Monday, August 30, 2010

Standing Together

Shabbat Nitzavim-Vayelech
D’varim 29:9 – 31:30
25 Elul 5770 / Sept. 3 – 4, 2010

Standing Together
By: Dani Mor from MH Vienna

This week's Torah reading begins, “Atem nitzavim (You are standing here today).”
The commentaries explain that Nitzavim in Hebrew means "standing firm." This comes to teach us that our standing firm is conditional upon it being all of us standing together. Each one of us, from the highest to the lowest, has our part to play and our own potential to fulfill.

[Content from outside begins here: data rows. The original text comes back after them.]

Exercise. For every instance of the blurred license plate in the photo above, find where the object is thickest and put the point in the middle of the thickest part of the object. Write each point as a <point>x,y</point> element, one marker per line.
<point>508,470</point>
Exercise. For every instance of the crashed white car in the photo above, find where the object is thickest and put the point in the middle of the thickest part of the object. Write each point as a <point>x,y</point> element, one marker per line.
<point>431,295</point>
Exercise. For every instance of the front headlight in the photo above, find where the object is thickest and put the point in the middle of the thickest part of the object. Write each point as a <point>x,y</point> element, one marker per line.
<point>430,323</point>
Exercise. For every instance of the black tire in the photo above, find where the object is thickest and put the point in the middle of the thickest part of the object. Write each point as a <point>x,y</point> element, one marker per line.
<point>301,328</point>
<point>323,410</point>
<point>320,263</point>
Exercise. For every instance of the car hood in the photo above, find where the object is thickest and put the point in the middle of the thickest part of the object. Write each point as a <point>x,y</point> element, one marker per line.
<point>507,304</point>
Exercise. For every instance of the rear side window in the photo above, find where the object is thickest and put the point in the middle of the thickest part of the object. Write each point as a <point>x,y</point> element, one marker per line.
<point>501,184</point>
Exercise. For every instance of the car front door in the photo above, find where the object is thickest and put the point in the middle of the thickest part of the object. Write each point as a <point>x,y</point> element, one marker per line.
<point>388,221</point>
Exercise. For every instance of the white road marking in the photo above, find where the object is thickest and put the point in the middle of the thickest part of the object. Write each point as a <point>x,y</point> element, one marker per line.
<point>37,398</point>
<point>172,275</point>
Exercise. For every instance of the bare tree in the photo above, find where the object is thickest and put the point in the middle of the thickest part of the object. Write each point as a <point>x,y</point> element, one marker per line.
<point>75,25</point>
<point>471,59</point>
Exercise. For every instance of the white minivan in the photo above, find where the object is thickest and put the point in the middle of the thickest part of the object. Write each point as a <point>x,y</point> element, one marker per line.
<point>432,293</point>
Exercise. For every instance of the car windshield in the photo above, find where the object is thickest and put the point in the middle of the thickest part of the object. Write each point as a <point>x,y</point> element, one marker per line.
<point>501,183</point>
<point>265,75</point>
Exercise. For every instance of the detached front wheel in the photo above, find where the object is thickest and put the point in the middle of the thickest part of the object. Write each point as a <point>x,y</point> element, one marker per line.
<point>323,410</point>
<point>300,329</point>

The Talmud's Ethics of the Fathers tells us, "Who is rich? He who is happy with his lot." Rather than worrying about why we are not standing in somebody else's shoes, our task is to fulfill our potential at the level we are at, in the situation where we are now, knowing that even if it may seem insignificant, each of us contributes on our own level and in our own way to the greater picture.

The story was told of Rabbi Aryeh Levin (known as "The Tzaddik from Jerusalem') who said to a doctor, "My wife’s leg is hurting us." This idea applies to all of us, as a community. When one person suffers, another feels the pain, even at a distance. When an event takes place in a distant country, this affects us as much as if it were to happen next door.

There is no "us and them." Anything which undermines decency and the sanctity of human life, the very fabric of our community, has an effect on all of us, whether we are directly involved or not. Each person needs to be intact, in order for us to achieve our communal potential.